Nazir said the survey examined women's rights in 17 selected countries and territories (Algerian, Bahrain, Egypt, Iraq, Jordan, Kuwait, Lebanon, Libya, Morocco, Oman, Qatar, Saudi Arabia, Syria, Tunisia, United Arab Emirates, Yemen, the Palestinian Authority and Israeli-Occupied Territories. The survey's goal was to review the progress of women's rights, identify the obstacles to progress, examine the causes and consequences of gender discrimination, and make recommendations for further progress in women's rights.

Although the methodology of the study compares conditions across the 17 countries, the standard for women's rights against which all 17 are evaluated is the United Nations Universal Declaration on Human Rights. The countries were scored on a scale of 1 to 5 in five broad categories: I. Nondiscrimination and Access to Justice; II. Autonomy, Security, and Freedom of the Person; III. Economic Rights and Equal Opportunity; IV. Political and Civic Voice; and V. Social and Cultural Rights. A score of 3.0 represents conditions "in which a woman's ability to exercise her rights is sometimes restricted by the government or non-state actors," said Nazir. "Of the 17 none score even a 4.0," she said, "Tunisia which grants most social rights received a 3.3, but scores low in political rights."

Nazir gave many examples from the survey of legal discrimination against women. The study found for instance that in the Gulf States 70 percent of residents are non-citizens, many of them migrant Asian women who work as housekeepers and have no rights, but face gender based discrimination as well. Nazir noted that "Islam condemns slavery, but in reality, slave-like practices against migrant workers exist."

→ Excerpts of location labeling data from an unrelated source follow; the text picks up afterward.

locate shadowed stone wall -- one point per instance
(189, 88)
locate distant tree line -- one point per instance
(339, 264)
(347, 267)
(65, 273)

The study makes both specific country recommendations, but has eight major recommendations addressed to the governments on a range of issues such as domestic violence, legal and traditional barriers to women's participation in politics, government and the private sector, and migrant worker rights. Nazir said, "there has been movement in the region, there is a democratic struggle," so the purpose of the Freedom House study which is funded by the U.S. Department of State's Middle East Partnership Initiative, is to guarantee that women's issues are part of the civic debate.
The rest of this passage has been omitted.